Hitachi Zosen Inova supporting Moscow Waste Management with Technology
Technology company Hitachi Zosen Inova (HZI) and Russian consortium partner ZiO-Podolsk are to supply the entire technology for the new Energy from Waste plant in the Moscow region.
The installation will process 700,000 metric tons of waste to generate 70 MW of electricity for the grid. This is the second plant already to be built by the consortium in the Russian capital region on behalf of Alternative Generating Company (AGC-1). Further plants are to follow.
Swiss cleantech company Hitachi Zosen Inova (HZI) and Russian consortium partner ZiO-Podolsk, a subsidiary of Atomenergomash, have received Notice to Proceed to supply the entire equipment, including the technology package, for the new Moscow region Energy from Waste (EfW) plant in the district of Naro-Fominsk, around 80 kilometres southwest of Moscow.
The client is Russian plant operator Alternative Generating Company-1 (AGC-1), a subsidiary of RT-Invest.
HZI and ZiO-Podolsk are to deliver the entire process technology for this major project, including HZI’s state-of-the-art combustion and flue gas treatment systems. They are also responsible for numerous items of equipment in the balance of plant, various overarching services and monitoring processes.
The new plant is the second of a total of four EfW installations that will be built in the Moscow area in the next few years. These plants will process a total of 2.8 million metric tons a year in total, or 700,000 tons each, of municipal and commercial waste from the Russian metropolis. Additionally, each plant is to generate 70 MW of electricity for the grid, enough for around 1.5 million inhabitants.
Sustainable Alternative to Landfill
The introduction of EfW plants is part of the Green Tariff renewable energy programme launched in Russia in 2017. It’s also part of the country’s endeavours to move away from landfill towards sustainable waste management.
According to Andrei Shipelov, CEO of RT-Invest, the implementation of EfW technologies is an essential component of the integrated waste management system. “In Russia the industry is being created taking into account global best practices in sustainable development, where the priority is given to the full processing of waste into recycled materials and energy resources. Our primary goal is to achieve zero waste to landfills by 2025 in all territories where our company operates.”

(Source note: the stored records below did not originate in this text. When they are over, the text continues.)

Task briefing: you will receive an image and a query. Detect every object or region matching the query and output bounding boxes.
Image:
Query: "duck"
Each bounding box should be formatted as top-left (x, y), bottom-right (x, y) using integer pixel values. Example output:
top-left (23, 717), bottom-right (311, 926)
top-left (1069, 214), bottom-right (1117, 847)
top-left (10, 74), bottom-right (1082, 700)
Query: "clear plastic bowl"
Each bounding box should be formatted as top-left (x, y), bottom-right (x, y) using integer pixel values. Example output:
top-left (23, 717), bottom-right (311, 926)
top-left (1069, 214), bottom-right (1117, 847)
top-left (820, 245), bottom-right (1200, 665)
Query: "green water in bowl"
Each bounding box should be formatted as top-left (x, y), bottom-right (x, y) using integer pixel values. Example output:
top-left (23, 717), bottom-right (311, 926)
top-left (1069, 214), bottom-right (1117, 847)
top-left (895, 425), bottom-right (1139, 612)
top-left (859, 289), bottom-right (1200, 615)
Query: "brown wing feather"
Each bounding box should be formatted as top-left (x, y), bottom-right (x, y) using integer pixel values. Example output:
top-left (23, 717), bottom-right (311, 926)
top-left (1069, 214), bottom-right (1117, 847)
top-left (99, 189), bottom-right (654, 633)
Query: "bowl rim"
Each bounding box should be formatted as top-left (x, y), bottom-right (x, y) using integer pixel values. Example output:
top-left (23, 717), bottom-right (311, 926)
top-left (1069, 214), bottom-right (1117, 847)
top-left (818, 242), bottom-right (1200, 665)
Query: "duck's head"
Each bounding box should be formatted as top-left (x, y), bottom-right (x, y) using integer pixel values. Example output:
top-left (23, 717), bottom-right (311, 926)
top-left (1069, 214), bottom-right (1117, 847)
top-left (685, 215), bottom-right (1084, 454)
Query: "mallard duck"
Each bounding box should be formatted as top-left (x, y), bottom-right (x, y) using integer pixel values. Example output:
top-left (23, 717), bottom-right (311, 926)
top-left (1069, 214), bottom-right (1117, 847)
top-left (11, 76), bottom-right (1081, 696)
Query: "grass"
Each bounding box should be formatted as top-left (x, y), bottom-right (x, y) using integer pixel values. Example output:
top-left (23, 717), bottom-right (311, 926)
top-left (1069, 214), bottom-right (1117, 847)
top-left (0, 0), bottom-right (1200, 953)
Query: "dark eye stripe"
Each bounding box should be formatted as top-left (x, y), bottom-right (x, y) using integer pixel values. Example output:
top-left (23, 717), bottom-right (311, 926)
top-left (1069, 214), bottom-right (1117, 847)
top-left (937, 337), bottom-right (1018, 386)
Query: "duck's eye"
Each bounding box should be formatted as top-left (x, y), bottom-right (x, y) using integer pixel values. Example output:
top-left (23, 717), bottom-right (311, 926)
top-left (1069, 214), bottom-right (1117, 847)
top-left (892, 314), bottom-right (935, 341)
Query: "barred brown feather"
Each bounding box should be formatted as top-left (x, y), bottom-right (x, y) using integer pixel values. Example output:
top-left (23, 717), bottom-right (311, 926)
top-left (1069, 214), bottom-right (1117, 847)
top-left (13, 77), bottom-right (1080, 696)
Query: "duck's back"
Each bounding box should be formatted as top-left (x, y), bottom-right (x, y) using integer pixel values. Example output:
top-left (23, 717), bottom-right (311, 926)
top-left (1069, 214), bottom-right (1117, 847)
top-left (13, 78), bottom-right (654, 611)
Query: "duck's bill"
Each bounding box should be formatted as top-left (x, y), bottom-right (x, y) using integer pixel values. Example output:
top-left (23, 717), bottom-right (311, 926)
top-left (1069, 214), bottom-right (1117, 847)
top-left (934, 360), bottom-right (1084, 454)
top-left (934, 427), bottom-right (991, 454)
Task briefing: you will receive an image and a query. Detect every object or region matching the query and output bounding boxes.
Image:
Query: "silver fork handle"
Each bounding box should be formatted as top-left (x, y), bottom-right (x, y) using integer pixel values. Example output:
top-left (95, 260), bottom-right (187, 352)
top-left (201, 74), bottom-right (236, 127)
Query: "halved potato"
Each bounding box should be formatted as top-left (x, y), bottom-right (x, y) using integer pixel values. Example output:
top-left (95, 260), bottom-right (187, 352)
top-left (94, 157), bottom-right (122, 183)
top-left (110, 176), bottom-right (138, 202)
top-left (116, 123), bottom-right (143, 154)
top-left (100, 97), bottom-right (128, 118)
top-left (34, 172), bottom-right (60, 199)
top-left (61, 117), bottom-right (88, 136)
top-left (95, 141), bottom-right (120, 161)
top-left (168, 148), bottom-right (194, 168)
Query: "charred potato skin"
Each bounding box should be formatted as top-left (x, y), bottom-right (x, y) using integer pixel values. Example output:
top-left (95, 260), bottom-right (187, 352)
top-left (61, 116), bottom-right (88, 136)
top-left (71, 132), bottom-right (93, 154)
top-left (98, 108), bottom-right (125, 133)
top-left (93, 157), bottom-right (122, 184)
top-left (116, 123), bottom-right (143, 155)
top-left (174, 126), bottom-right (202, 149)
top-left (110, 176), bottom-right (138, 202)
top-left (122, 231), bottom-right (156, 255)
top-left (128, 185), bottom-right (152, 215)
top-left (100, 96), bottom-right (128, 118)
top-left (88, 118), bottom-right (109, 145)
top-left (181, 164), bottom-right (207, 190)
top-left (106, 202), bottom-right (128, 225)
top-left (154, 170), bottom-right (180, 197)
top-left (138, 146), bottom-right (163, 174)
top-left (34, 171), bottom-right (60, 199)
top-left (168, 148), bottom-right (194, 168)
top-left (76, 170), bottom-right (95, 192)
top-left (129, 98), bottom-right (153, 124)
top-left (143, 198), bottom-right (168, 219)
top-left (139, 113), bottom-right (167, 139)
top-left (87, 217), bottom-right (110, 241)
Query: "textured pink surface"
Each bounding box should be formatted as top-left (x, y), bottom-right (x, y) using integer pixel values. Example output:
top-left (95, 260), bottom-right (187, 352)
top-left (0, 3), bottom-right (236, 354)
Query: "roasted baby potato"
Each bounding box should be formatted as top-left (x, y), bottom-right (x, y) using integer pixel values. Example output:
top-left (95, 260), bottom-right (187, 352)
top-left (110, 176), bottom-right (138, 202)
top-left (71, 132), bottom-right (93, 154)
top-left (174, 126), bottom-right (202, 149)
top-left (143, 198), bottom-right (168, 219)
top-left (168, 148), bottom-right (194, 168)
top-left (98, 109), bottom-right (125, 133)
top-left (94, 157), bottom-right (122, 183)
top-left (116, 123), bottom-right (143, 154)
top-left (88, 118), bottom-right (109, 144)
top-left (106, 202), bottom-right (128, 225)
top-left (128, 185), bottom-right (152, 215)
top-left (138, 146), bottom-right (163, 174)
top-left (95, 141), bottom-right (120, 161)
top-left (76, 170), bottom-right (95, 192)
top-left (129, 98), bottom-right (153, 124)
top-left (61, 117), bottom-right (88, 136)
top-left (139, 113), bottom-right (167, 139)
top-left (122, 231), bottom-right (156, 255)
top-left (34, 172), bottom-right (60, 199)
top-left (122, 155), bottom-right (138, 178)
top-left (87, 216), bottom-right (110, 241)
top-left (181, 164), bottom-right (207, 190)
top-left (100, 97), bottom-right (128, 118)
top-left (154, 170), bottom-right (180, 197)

Shipelov adds: “The second, equally important goal for us, is to attract and create in Russia advanced waste processing technologies with advanced localisation of equipment production. And this means tens of thousands of new highly-paid jobs, hundreds of billions of rubles of investment in the Russian industry, and sustainable export potential for the local machine-building industry for decades to come.”
HZI CEO Bruno Frédéric-Baudouin says: “The kind of modern EfW plants to be built under this partnership are efficient, environmentally-friendly infrastructure projects that, thanks to highly developed technology, meet and often substantially exceed the most stringent emissions requirements. We’re proud that HZI’s technology will be playing such an important role in these projects in the Moscow area.”
Besides contributing in terms of forward-looking waste management, the construction of the plant will also support the local economy, with a considerable portion of the scope of delivery manufactured in Russia.
Building work on the site will begin in early summer this year; initial preparations are already under way.